Use akka-stream BidiFlows with an IRC client

2015-07-22

Just a few days ago the awesome Akka guys released the akka-stream and akka-http library in version 1.0. So now it is finally a good time, to really dig into that stuff. I have already made some very good experience with using akka-http for an image service. Although, I already faced the raw akka-stream API while doing this project, I still had many open questions especially about stream graphs. In this blog post I want to give a brief introduction in how to write a fully reactive backpressured IRC client with Akka.

I assume, that you already have some basic knowledge on akka-streams. If not feel free to look into one of my older posts here. Flows are a really powerful stream abstraction, that allow unidirectional data transfer in a reactive and backpressured manner. But if you think about protocols like HTTP, IRC, SMTP and so on, one direction of data flow is not sufficient. Here does the BidiFlow (abbreviation for bidirectional flow) come into play. From the outside view it is basically two flows in opposite directions: one representing the input data flow from upstream to downstream and one representing the output dataflow from downstream to upstream. The inner view of a BidiFlow on the other hand can do what ever it wants, from simple stuff like (de)serializing binary data into objects and vice versa to complex stateful stuff.

Composition

You can compose multiple BidiFlows together. Let’s say you want to implement a client (like the IRC client we are heading to): Then you have on the one side the TCP stack with an input data stream to read from and an output data stream to write to. To make the client run, we have to somehow connect the input data stream with the output data stream by something protocol aware, that writes the correct output messages in reaction to input messages. In between there often several good to separate steps like serialization, logging, filtering and stuff. The general picture looks like this:

Akka BidiFlow composition

BidiFlows as well as Flows are strongly typed in terms of what type of elements they can consume and produce. So two BidiFlows are composable if and only if the out1-type of A is compatible with the in1-type of B and the out2-type of B is compatible with the in2-type of A.

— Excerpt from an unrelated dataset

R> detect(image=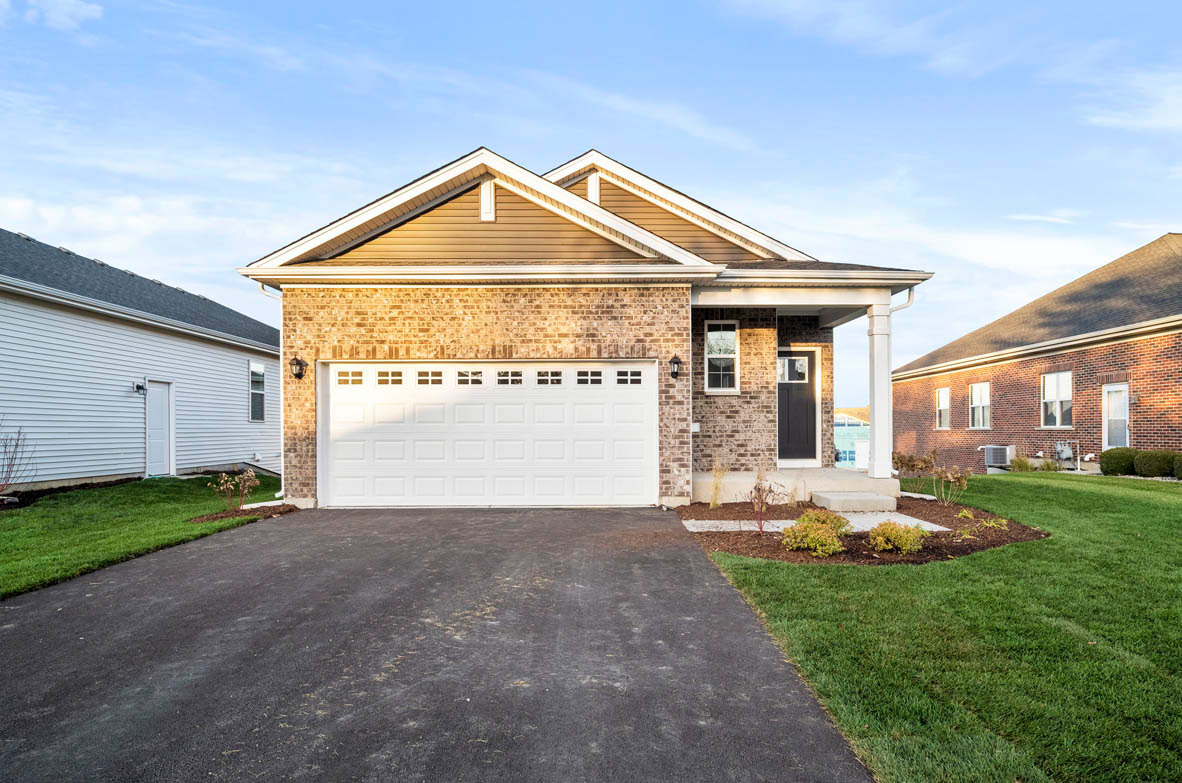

Simple logging BidiFlow example

As our first BidiFlow let’s implement one, that is just passing through the data in both directions, but creates a log output for every item passed. There are several convienent ways, to create a BidiFlow in Akka. Since here we are in a simple case, where input and output stream are unrelated, the code is rather simple:

1
2
3
4
5
6
7
8
9
10
11
12
13
def logging: BidiFlow[ByteString, ByteString, ByteString, ByteString, Unit] = {
// function that takes a string, prints it with some fixed prefix in front and returns the string again
def logger(prefix: String) = (chunk: ByteString) => {
println(prefix + chunk.utf8String)
chunk
}

val inputLogger = logger("> ")
val outputLogger = logger("< ")

// create BidiFlow with a separate logger function for each of both streams
BidiFlow(inputLogger, outputLogger)
}

Now logging is a reusable BidiFlow that consumes and produces ByteStrings on all its ends, and logs everything to the console.

Simple echo TCP client

This is a simple TCP client that echos every chunk coming from the server back to the server. In between we join in our logging BidiFlow, so that we can watch the data on the console.

1
2
3
4
5
6
7
8
// connect via TCP to google.de:80
Tcp().outgoingConnection(new InetSocketAddress("google.de", 80))
// log all incoming and outgoing data chunks
.join(logging)
// for each data chunk coming in write the same data chunk to the output
.join(Flow[ByteString])
// runs the client
.run()

Writing an IRC client

Writing an IRC client is a good way more complex than a simple echo client. But not to hard either, thanks to Akka’s nice API.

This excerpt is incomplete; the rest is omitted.